Facts on exploitation in Qatar

  • Nine out of ten residents of Qatar come from abroad. Most are migrant workers with their families.
  • Every sixth native citizen in Qatar is a millionaire.
  • The legal minimum wage in Qatar is around 280 euros per month. With living costs that are almost as high as in Germany, this is not enough to live on.
  • According to research by the British newspaper The Guardian, 6,500 workers from India, Pakistan, Nepal, Bangladesh and Sri Lanka have died in Qatar over the past ten years. Many of them worked at temperatures of up to 50 degrees Celsius and extremely poor living and working conditions in the construction of the World Cup stadiums. In response to international pressure, working conditions have now been partially improved.
    Source: The Guardian (23 February 2021): "Revealed: 6,500 migrant workers have died in Qatar since World Cup awarded"    
  • Around 173,000 foreign domestic helpers work in the homes of the rich in Qatar. Many of them have to work 15 or more hours a day in very bad conditions.

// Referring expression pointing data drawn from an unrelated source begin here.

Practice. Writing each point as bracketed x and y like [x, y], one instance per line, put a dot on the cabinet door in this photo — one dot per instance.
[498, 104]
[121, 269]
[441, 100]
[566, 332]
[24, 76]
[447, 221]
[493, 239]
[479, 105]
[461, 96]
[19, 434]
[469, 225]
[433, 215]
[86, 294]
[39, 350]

  • Aid organizations fear that up to 90 percent of female migrant workers in Qatar also suffer sexual violence.
    Source: Missio research
The campaign is justified by the numbers: according to the Guardian in the last 10 years, since the assignment of the planet's top football competition, about 6,500 immigrants from India, Pakistan, Nepal, Bangladesh and Sri Lanka have died in Qatar.
Many worked in temperatures of 50 degrees and in extremely poor living conditions. And it is no coincidence that the competition takes place between November and December. For the soccer players, but not for those who have spent years under the scorching sun building the facilities. 
The German Church, through the NGO Missio, launched the campaign involving Filipina Sister Mary John Mananzan, a Benedictine who has been involved in many human rights activities at home and abroad in the past. 
The majority are migrants from South Asia, South-East Asia and Africa. The cost of living is high, but the minimum wage is only 280 euro per month, insufficient to cover all expenses. Over the years, Doha has introduced some protections, but these are not enough to meet the legitimate demands for full dignity of the worker. 
However, situations of exploitation bordering on slavery do not only concern World Cup workers, but also many foreign domestic workers (173,000 according to some estimates) employed by the families of (more or less) wealthy Qatari citizens. The campaign intends to shine the spotlight by collecting stories and testimonies of people forced to work up to 15 or 20 hours a day, often for seven days a week, for only 230 euro.
Missio also denounces the abuse and rape that "nine out of 10 women" suffer in the emirate and without being able to benefit from legal protection, because the courts end up punishing the victims for sexual relations consummated outside of marriage, leaving the torturers unpunished. And when they denounce this abuse, if convicted, they risk whipping and imprisonment.
One of these 173,000 is Filipina Jeannie Dizon, hired to take care of a small child and then forced to cook, wash and clean for a family of eight people 15 hours a day, for a daily fee of about one euro. She started at 4 a.m. after resting for a few hours in a windowless room, the victim of harassment by her landlord, which prompted her to flee and return home but only after signing an abuse secrecy agreement.
This situation pushes women to accept the violence in silence, while still having to send money to their families in their countries of origin. Missio cites Nepal as an example, where a substantial amount of foreign currency comes from servants who have emigrated to Doha. Missio's 'Protect Women in Qatar' petition should continue after the World Cup. "This law," denounces Sister Mary John, the face of the campaign, "is cruel to the victims! Enough with this, it must be repealed,' she says firmly, while waving a red card.